He was ancient evil… I have metrics (part 2)


Part One

Precision is a lonely religion.

I don’t carry the laptop because it’s a tool. I carry it because it’s the only thing in this building that doesn’t lie to me.

The associates lie. They lie with their bodies, dragging their feet across the concrete as if the laws of physics don’t apply to the 02:00 PM shift. They lie with their eyes, looking for “meaning” in the racking. There is no meaning. There is only Throughput.

When I arrived, the facility was bleeding. Seven percent leakage in the third hour. TOT spikes that looked like a heart attack on a monitor. They were managed by men who used words like “morale” and “burnout.”

I don’t use those words. I use Resources.

I found the Resource on a Tuesday.

It wasn’t a possession. It was a resource.

I felt a pressure change in the air—a sudden, dense pocket of probability that the local sensors couldn’t categorize. Most people would have felt fear. I felt a Market Opportunity. I didn’t care that it predated the “tally mark”. I didn’t care that it had “toppled kingdoms.”

Kingdoms are just poorly managed departments with bad succession plans.

I opened a new tab. I funneled that ancient, raw processing power into my Enhanced Algorithmic Modeling System (EAMS). The results were… exquisite. The predictive models didn’t just guess; they knew. I could see a bladder failure forty minutes before the associate felt the urge.

The Resource screamed. I simply adjusted the Output Requirements.

The Human Element.

I walked to Station 42-B. The associate there—a bottom-quartile unit—clutches a notebook like it’s a shield.

I don’t say “bathroom.” I say time off task.

I don’t say “exhausted.” I say engagement opportunity.
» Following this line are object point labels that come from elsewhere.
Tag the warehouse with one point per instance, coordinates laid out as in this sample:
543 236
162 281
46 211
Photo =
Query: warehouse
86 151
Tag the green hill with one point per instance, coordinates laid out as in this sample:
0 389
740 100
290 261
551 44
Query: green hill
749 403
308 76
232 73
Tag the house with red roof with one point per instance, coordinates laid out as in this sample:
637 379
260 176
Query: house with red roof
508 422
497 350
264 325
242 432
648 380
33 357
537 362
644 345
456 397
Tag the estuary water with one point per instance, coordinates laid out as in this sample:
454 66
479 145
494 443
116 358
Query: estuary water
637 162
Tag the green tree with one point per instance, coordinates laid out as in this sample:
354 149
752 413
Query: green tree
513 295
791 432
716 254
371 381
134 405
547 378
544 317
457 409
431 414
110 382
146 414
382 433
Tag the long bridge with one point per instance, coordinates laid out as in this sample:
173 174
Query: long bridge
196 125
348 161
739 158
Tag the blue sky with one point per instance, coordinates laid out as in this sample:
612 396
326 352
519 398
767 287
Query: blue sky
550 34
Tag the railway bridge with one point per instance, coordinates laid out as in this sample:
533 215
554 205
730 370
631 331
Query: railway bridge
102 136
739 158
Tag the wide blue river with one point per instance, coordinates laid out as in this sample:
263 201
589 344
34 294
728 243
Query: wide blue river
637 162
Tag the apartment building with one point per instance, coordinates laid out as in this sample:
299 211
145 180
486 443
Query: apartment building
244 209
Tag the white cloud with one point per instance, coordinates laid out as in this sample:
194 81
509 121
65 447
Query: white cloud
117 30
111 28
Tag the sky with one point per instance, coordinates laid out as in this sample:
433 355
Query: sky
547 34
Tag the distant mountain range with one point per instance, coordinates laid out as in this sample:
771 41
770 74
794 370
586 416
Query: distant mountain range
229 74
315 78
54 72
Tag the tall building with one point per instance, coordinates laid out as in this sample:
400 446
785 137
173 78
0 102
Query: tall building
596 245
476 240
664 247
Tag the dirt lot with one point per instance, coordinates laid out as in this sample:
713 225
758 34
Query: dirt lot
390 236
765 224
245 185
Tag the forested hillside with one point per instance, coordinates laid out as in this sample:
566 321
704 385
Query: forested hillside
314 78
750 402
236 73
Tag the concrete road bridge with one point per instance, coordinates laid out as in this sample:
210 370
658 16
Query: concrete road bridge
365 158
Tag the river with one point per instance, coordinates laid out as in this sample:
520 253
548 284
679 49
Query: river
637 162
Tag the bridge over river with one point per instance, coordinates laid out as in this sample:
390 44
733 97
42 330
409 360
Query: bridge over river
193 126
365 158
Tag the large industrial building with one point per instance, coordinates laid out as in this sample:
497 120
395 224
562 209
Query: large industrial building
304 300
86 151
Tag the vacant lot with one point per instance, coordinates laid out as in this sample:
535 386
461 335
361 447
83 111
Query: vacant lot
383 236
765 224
The unit looked at me today and said “biological necessity.”

I didn’t blink. I didn’t look up from the screen. My skin is the color of the office walls—unmarked by the sun, untouched by the humidity of the floor. I don’t know his name; his ID badge represents a 14% deviation in the quarterly average.
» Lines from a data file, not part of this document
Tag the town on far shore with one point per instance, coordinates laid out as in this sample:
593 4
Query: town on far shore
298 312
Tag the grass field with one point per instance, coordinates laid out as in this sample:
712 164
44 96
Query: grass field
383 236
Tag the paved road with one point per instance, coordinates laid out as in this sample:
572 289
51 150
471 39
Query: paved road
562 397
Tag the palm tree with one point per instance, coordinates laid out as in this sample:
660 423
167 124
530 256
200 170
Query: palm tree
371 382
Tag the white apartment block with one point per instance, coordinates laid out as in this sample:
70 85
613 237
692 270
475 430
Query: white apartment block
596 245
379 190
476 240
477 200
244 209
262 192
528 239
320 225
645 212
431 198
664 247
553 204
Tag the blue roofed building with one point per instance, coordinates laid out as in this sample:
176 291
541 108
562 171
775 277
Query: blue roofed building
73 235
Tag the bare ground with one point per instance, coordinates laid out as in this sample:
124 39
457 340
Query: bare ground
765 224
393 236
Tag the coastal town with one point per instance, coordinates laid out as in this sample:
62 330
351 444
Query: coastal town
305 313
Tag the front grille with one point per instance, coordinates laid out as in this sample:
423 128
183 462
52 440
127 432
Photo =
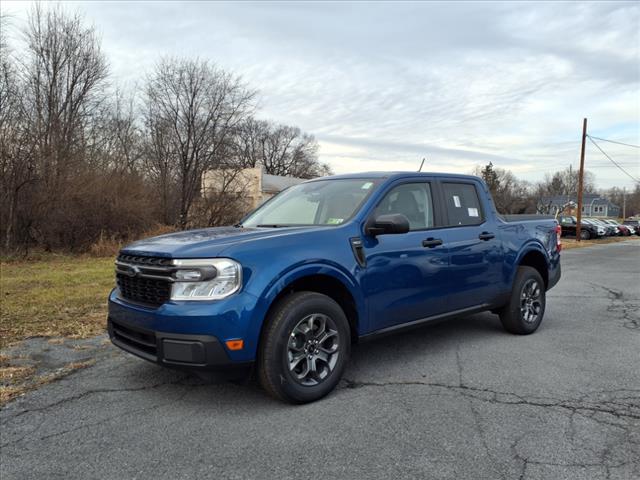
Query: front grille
142 260
144 290
140 341
145 280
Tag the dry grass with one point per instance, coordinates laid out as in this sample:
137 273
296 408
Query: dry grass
569 243
54 295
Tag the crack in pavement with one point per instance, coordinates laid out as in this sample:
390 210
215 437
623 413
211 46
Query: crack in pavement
619 303
508 398
102 421
86 393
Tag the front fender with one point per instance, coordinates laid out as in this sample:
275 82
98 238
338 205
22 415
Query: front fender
305 269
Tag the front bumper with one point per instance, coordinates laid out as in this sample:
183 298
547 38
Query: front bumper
187 334
193 352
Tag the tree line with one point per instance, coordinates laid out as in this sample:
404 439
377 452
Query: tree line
82 159
512 195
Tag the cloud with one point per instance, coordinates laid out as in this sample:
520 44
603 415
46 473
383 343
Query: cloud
384 84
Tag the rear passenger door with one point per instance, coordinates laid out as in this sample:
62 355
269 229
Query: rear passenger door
475 253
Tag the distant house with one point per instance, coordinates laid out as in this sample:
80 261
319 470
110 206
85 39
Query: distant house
251 184
593 205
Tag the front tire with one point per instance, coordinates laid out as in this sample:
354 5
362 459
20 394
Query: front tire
304 348
523 314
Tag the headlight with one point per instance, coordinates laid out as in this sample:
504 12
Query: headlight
206 279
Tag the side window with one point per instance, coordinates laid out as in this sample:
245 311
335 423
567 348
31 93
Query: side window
413 200
462 204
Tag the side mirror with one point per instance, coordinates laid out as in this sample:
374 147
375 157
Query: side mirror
385 224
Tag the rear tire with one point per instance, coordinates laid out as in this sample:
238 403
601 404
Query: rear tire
525 310
304 348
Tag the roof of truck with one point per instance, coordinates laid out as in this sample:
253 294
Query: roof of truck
394 175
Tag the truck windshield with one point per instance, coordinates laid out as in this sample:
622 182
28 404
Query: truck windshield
322 202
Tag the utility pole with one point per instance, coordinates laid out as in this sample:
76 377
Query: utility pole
581 178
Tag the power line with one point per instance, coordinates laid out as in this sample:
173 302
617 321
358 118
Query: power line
612 160
614 141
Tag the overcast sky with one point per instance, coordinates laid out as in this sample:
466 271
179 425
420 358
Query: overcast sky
382 85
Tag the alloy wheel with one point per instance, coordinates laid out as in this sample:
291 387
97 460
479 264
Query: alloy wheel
313 349
530 301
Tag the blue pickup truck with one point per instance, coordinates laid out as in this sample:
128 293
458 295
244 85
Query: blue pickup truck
324 264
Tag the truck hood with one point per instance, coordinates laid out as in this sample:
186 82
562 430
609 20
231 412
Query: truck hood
204 243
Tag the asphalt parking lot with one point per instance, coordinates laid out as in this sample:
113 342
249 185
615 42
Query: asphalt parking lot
459 400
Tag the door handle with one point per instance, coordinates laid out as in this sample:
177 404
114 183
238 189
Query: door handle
486 236
431 242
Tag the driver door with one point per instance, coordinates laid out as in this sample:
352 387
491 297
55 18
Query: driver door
405 278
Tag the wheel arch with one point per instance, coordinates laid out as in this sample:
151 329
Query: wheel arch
323 279
534 257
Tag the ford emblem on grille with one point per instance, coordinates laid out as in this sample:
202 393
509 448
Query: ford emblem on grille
131 270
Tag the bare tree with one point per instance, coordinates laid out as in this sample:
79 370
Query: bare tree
192 108
279 149
16 143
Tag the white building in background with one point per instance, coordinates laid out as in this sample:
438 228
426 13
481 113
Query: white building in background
252 184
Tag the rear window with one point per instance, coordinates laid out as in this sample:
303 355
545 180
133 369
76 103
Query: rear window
462 204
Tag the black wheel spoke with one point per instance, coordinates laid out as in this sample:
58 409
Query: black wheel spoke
530 304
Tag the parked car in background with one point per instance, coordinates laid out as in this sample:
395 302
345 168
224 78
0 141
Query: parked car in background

“We prefer time off task,” I told him. My voice was pleasant.

In that moment, the Resource inside my hardware tried one last, desperate hostile takeover. It forced a word through my larynx.

Priest.

I felt the vibration in my throat. It was a glitch. I simply recalibrated the predictive arc and the “demon” subsided back into the code.

Some say I am the greater evil. It’s not evil to deliver feedback to a 33 year old Irishman who spends 5 minutes in the restroom. He shouldnt have partied too hard last night at the pub with all the other bottom performers. Nor is it “evil” to track a ninety-four-year-old woman’s hand tremors. It’s Data Integrity. My job is to ensure the building remains a perfect, frictionless machine.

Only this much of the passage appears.